THA is one of the most conventional orthopaedic reconstructive procedures. Significant improvement in functional outcomes and prosthesis survival have been achieved due to the advances in surgical techniques and bioengineering technology [8–11]. However, the long-term survivial of prostheses and the occurrence of postoperative complications remain challenges in THA [12]. Research indicates that the survival rate of the femoral component is higher than that of the acetabular component[13], and the prosthesis lifespan mainly relies on the survival of the acetabular component in THA. Therefore, the orientation of the acetabular cup has a significant effect on the long-term outcome of THA.
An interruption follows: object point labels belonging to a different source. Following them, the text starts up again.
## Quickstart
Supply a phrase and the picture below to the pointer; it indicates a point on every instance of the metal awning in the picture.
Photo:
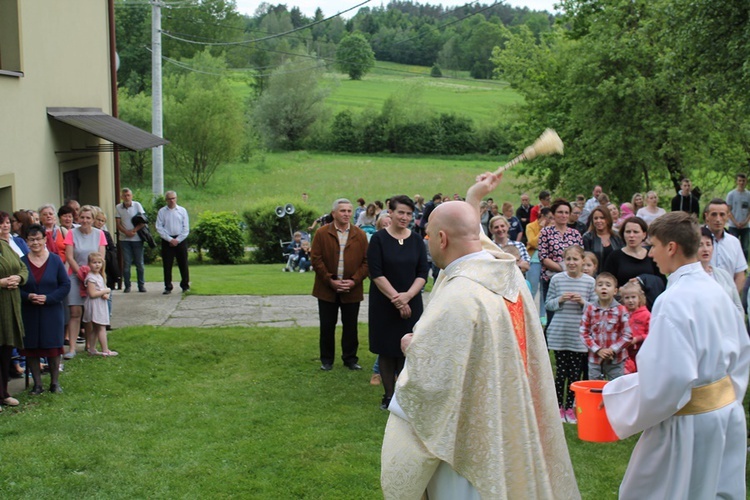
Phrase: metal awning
(121, 134)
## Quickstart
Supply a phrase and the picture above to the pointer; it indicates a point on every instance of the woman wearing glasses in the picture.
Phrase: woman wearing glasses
(42, 305)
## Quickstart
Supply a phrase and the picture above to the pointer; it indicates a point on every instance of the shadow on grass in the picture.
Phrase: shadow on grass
(228, 412)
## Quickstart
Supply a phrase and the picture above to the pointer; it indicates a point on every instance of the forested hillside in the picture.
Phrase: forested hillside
(406, 32)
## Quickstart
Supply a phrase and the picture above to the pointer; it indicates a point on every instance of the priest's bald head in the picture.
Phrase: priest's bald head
(453, 230)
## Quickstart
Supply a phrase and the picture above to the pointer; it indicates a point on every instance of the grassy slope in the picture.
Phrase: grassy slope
(485, 101)
(326, 177)
(226, 413)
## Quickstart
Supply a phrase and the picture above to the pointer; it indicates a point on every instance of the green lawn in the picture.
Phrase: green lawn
(485, 101)
(223, 413)
(327, 176)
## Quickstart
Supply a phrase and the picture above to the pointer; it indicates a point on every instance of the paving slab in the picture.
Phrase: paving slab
(178, 310)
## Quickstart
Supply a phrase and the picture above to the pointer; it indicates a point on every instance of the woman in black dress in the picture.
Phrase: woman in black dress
(632, 260)
(398, 270)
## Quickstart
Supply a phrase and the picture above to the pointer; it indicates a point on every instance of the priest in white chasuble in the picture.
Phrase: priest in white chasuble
(475, 413)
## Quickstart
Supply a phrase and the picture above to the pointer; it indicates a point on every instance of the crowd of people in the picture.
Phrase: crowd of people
(590, 253)
(597, 268)
(58, 269)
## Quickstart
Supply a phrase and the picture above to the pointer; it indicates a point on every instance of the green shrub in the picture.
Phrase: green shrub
(266, 229)
(221, 234)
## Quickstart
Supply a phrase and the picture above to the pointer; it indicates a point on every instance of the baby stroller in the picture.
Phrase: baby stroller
(297, 253)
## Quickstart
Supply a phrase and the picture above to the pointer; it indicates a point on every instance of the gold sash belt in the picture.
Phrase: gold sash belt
(709, 397)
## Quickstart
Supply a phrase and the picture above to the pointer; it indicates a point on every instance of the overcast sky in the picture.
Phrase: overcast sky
(331, 7)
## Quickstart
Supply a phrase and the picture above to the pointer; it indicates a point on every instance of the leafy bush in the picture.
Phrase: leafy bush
(266, 229)
(221, 234)
(344, 135)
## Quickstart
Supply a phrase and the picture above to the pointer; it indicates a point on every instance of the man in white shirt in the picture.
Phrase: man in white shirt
(727, 249)
(130, 242)
(173, 226)
(738, 201)
(692, 376)
(590, 205)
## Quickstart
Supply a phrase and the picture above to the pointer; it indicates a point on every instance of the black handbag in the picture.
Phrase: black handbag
(143, 233)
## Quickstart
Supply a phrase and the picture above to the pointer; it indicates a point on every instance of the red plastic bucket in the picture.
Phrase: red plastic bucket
(593, 424)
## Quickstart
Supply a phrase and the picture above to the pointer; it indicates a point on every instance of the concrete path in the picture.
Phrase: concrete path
(154, 309)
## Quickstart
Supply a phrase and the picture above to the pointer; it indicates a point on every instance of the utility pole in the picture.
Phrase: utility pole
(157, 153)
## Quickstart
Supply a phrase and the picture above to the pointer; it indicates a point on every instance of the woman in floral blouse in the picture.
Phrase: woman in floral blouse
(553, 240)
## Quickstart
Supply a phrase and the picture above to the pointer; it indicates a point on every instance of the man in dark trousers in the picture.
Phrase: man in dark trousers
(339, 259)
(685, 201)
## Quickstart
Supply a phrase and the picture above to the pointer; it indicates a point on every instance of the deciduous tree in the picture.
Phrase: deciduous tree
(203, 119)
(291, 104)
(354, 56)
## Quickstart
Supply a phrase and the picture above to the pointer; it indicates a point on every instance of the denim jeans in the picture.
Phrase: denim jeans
(132, 253)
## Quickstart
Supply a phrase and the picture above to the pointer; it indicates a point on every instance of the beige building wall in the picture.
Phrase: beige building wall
(64, 58)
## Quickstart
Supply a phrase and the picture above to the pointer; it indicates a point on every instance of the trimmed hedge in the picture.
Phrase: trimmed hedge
(221, 234)
(266, 229)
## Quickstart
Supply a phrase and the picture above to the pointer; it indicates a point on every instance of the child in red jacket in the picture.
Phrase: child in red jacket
(633, 298)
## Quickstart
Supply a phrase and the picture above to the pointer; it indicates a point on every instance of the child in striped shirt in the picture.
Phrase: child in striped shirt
(569, 292)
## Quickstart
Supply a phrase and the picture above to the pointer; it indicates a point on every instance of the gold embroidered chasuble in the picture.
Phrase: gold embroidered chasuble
(471, 398)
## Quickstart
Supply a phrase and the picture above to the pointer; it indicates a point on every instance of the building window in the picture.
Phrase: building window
(10, 39)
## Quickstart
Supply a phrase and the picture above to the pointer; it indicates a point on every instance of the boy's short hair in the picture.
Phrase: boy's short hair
(679, 227)
(560, 202)
(593, 257)
(608, 276)
(714, 201)
(497, 218)
(635, 288)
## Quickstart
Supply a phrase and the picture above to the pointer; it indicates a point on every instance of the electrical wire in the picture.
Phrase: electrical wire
(276, 35)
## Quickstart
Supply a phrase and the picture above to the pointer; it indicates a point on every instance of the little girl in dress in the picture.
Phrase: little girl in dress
(639, 318)
(95, 310)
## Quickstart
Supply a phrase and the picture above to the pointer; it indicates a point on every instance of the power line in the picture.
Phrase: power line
(277, 35)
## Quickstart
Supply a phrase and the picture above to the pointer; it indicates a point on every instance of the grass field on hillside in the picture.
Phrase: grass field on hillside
(485, 101)
(326, 177)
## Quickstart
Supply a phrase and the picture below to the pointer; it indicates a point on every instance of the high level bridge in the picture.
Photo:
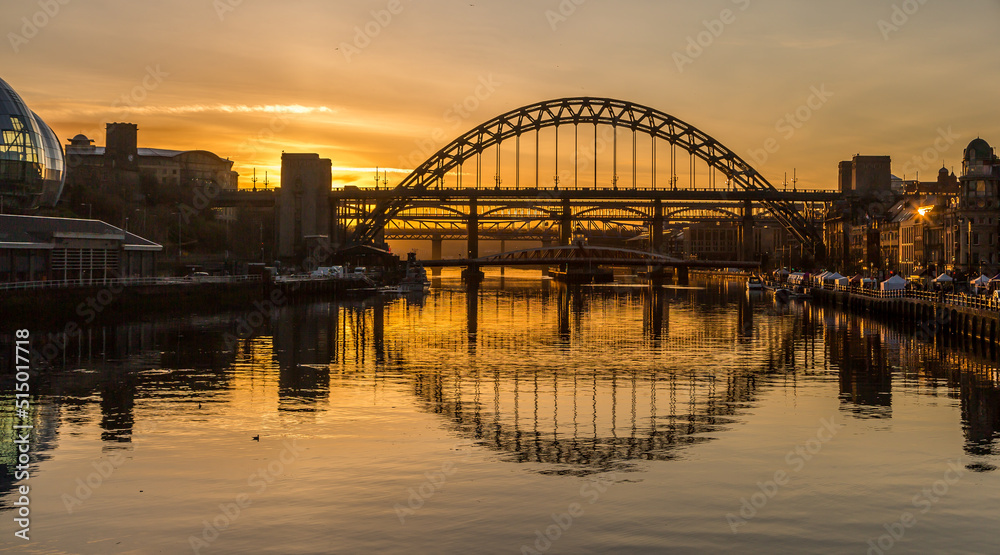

Traditionally, depending on a surgeon‘s subjective decision and experience , the acetabular cup is inserted within the range of the “safety zone” intraoperatively [14–18],it is acceptable that an acetabular prosthesis is inserted with an abduction angle ranging from 40° to 60° and an anteversion angle ranging from 5° to 25°[19]. However, this approach not always results in accurate placement. The computer navigation system optimizes the implantation of prosthesis[18], but it can be easily influenced by the pelvic position [20], which results in a combination of errors in registration, landmark identification, and device tracking [21].The cost of navigation system must also be taken into consideration.
Generally, the orientation of the cup is determined based on its anteversion and abduction. In 3D space, the acetabular central axis indicates the opening orientation of the acetabulum. The central axis of the acetabular prosthesis should coincide with the anatomical acetabular central axis. Thus, the physiological and biomechanical environment of the hip joint can be restored optimally. Therefore, determining the acetabular centre of rotation and the central axis is the basis of biomechanical restoration in THA.
In general, it is difficult to locate the central axis during the operation because of variations in the center of the acetabulum due to osteoarthritis. However, it was easy for the “mirror image” of the normal side to serve as a reference in this study. In this case, we obtained the rotational centre of the contralateral side, which could then be considered as the centre of the diseased side. Using the anatomical landmarks for the measurements which can be clearly marked on the projections of the pelvis, the anteversion and abduction angles can be obtained, and errors can be minimized.
In this study, the coordinates of the acetabular central axis were determined by two points, one point being the centre of the contralateral acetabulum, and the other point being point “L”,which was calculated using trigonometric function named after the senior author LJL. Point “L” is a unique point related to the radius of the contralateral acetabulum, it is located on the acetabular central axis and can be seen as a site spatially transferred from the centre of the acetabulum. By constructing an appropriate reference frame, we can easily calculate the spatial straight-line equation of the acetabular central axis and the coordinates of point”L” .
We chose the acetabular fossa as the reference for the navigation template because it has many advantages, such as little variation in shape, no articular cartilage covering the surface, and stable and unique bony features. Therefore, an accurate fit can be achieved. We could also simulate the postoperative view using software and assess the location of the prosthesis and the validity of the navigational template.
Therefore, our patient-specific navigational template is easy to apply intraoperatively without much special training or a steep learning curve,in contrast with complex computer navigation systems. This template can meet the needs of different individuals and decreases the duration of operation. The time required for design and manufacturing,as well as the cost,are acceptable for most patients. Therefore, our template is a simple and low-cost solution that can be precisely, safely, and rapidly implementated in unilateral THA.
Certainly, there are several limitations to this research. First, in the case of deformity on the contralateral side, e.g. that in pathological conditions such as dysplasia and post-traumatic malunion,among others, the method we propose may not be very effective. Severe dysplasia and osteoarthritis on the operation side, which may lead to a deformed acetabular fossa, can also cause inaccurate placement of the acetabular cup. Second, this was a cadaveric study, and the proposed method has not been applied in clinical practice. Furthermore, 20 is a small number compared with the number of THA surgeries every year, thus, the results may not represent the various abnormalities in such a population. Third, errors in the designing and RP procedures are inevitable, and the symmetry of bilateral acetabular fossae of bilateral sides needs to be further researched.